I’d listened to him talk about running shoes, training runs, and Chi running techniques for over a year at this point, and apparently some of that knowledge sunk in. I’d come to understand that running was a skill, not a natural born talent. It came more easily to some people than others, but anyone could get better at it if they tried. As we dashed between the trees, Joshua coached me, and I started paying attention to my breath, keeping my core engaged, and thinking about which part of my foot was hitting the ground. I puzzled over what it meant to be “a needle in cotton.” I found myself in kind of a Zen zone, where I was completely present and in the moment, paying attention to my body as it ran from tree to tree through the woods with someone I loved and trusted. Unlike those pointless, endless loops around the track in grade school, this felt good. I was still sweaty and panting, and I had some aches and pains, but I felt a real sense of accomplishment when we we got back to the car. I had run! And I hadn’t hated it!
Since those first runs in Forest Park, I’ve graduated from run/walking to running, increased my mileage, and even finished a few races. But until recently, I still didn’t consider myself a real runner. It became an ongoing joke. Joshua teased me as I collected my first race medal, “You ran a race, but you’re not a real runner?” “Nope.” “You just bought your 3rd pair of running shoes, but you’re not a runner?” “Uh-uh.” “You voluntarily ran three times this week and just finished a 7 mile trail run in the rain, but you’re not a runner?” “Who me? No, I am not a runner.”

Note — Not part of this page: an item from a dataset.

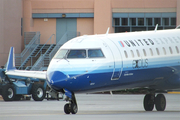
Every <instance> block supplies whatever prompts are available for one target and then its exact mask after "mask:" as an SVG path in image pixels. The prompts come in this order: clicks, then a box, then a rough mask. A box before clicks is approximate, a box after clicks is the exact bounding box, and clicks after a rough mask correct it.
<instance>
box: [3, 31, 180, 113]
mask: <svg viewBox="0 0 180 120" xmlns="http://www.w3.org/2000/svg"><path fill="white" fill-rule="evenodd" d="M13 52H14V49H13V47H12V48H11V49H10V54H9V58H8V63H7V68H6V75H8V76H9V77H10V78H11V76H21V77H26V78H27V79H28V78H37V79H46V80H47V83H48V86H49V87H50V88H51V90H50V94H52V96H56V95H57V94H58V93H62V94H65V95H66V96H67V98H66V101H67V102H68V103H67V104H65V106H64V112H65V113H66V114H76V113H77V112H78V105H77V101H76V97H75V94H76V93H93V92H102V91H116V90H123V89H133V88H146V89H147V93H146V95H145V97H144V101H143V105H144V109H145V111H152V110H153V109H154V106H155V108H156V110H157V111H164V110H165V108H166V98H165V96H164V95H163V93H164V92H167V91H169V90H176V89H179V88H180V29H178V28H176V29H169V30H157V28H156V29H155V30H153V31H140V32H126V33H111V34H108V31H107V33H106V34H100V35H84V36H80V37H76V38H73V39H71V40H69V41H68V42H66V43H65V44H64V45H63V46H62V47H60V48H59V50H58V51H57V53H56V54H55V56H54V57H53V59H52V60H51V62H50V64H49V66H48V69H47V71H45V72H42V71H24V70H16V69H15V63H14V56H13Z"/></svg>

In my mind, a runner was still someone who joyfully whizzed around the track or sprinted along sidewalks. That wasn’t me. A trail runner was an athlete who covered unimaginable distances by foot, conquering the rugged terrain, exhaustion, personal demons, and physical pain. I just slogged up and down hills for a couple of miles.
Recently, reflecting back on my year long running experiment, I thought about how I have faced muddy switchbacks, fatigue, self-doubt, and IT band pain. I thought about how a year ago, the idea of personally running 6.2 miles of trails was just as unimaginable as going 50 miles through the mountains, and now I could do it. In fact, I do it regularly on an ordinary Saturday morning or Sunday afternoon. I have already accomplished what I thought was impossible. So maybe I am a trail runner after all.